Ülkemizde genel hayata etkili olacak şekilde şiddetli olan afet hallerinde alınacak tedbirlere dair özel yasal hükümler bulunmaktadır. Deprem (yer sarsıntısı), yangın, su baskını, yer kayması, kaya düşmesi, çığ, tasman ve benzeri afetlerde, yapıları ve kamu tesisleri genel hayata etkili olacak derecede zarar gören veya görmesi muhtemel olan yerlerde alınacak tedbirler ile bu kapsamdaki yerlere yapılacak yardımlar hakkında 7269 sayılı Umumi Hayata Müessir Afetler Dolayısiyle Alınacak Tedbirlerle Yapılacak Yardımlara Dair Kanun hükümleri uygulanmaktadır (7269, md.1).

7269 sayılı Kanun, bir olayın “genel hayata etkili” olup olmadığı ilgili olarak kanun metninde genel kriterler belirlenmiş ancak bu kavramın tanımı ve kapsamı tam olarak açıklanmamıştır.
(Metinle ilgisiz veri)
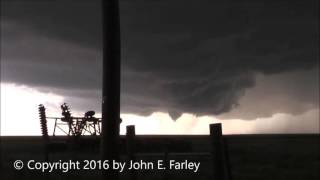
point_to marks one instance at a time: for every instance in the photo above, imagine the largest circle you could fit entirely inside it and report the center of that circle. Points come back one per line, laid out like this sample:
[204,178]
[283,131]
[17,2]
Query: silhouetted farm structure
[83,134]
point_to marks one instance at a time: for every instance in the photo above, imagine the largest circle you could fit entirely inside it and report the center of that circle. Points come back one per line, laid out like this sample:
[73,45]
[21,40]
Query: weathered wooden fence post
[130,144]
[111,85]
[220,163]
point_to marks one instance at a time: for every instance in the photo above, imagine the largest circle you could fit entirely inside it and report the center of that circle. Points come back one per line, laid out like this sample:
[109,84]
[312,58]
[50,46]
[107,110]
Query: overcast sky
[246,60]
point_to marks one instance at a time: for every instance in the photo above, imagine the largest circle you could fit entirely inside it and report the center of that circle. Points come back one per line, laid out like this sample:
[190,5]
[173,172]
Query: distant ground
[252,157]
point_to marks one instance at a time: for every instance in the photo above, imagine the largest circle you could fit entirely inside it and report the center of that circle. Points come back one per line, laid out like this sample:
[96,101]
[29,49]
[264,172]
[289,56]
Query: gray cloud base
[198,58]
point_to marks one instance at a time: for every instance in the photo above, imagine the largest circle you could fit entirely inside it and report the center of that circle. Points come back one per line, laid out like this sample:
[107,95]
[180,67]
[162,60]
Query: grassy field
[252,157]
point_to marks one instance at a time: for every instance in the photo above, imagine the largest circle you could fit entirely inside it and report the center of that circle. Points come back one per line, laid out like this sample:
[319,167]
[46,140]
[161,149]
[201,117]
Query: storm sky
[247,60]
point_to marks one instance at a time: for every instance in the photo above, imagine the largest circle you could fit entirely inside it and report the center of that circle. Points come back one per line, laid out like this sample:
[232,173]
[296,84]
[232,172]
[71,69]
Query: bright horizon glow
[25,100]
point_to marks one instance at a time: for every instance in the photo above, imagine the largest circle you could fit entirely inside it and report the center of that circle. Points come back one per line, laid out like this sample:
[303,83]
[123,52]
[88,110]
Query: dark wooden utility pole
[111,85]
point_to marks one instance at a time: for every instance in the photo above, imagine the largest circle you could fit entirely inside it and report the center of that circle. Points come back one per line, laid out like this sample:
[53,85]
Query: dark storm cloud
[178,56]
Öte yandan afetlerin genel hayatı etkileyip etkilemediği konusunda kriterler 1968 tarihli Afetlerin Genel Hayata Etkililiğine İlişkin Temel Kurallar Hakkında Yönetmelik çerçevesinde belirlenmektedir. İlgili yönetmelikte, meydana gelen afetten o yerdeki belirli sayıda hanenin etkilenmesi aranmış olsa da1 ilgili bakanlıkça şu kriterler dikkate alınarak belirli bir afetin genel hayata etkili sayılabileceği belirtilmiştir:

- Afet sebebiyle ölü veya ağır yaralıların bulunması,

- Tarım ürünlerinden en az 1/3’ünün zarar görmüş olması,

- Büyük ve küçük baş hayvanın telef olması,

- O yerde kışların çok şiddetli ve inşaat mevsiminin kısa süreli olması,

- O yerdeki kamu tesislerinin (yol, su, elektrik, kanalizasyon vesaire) kullanılamayacak veya çalışamayacak derecede hasar görmüş olması,

- Ulaşım imkanlarının çok sınırlı olması.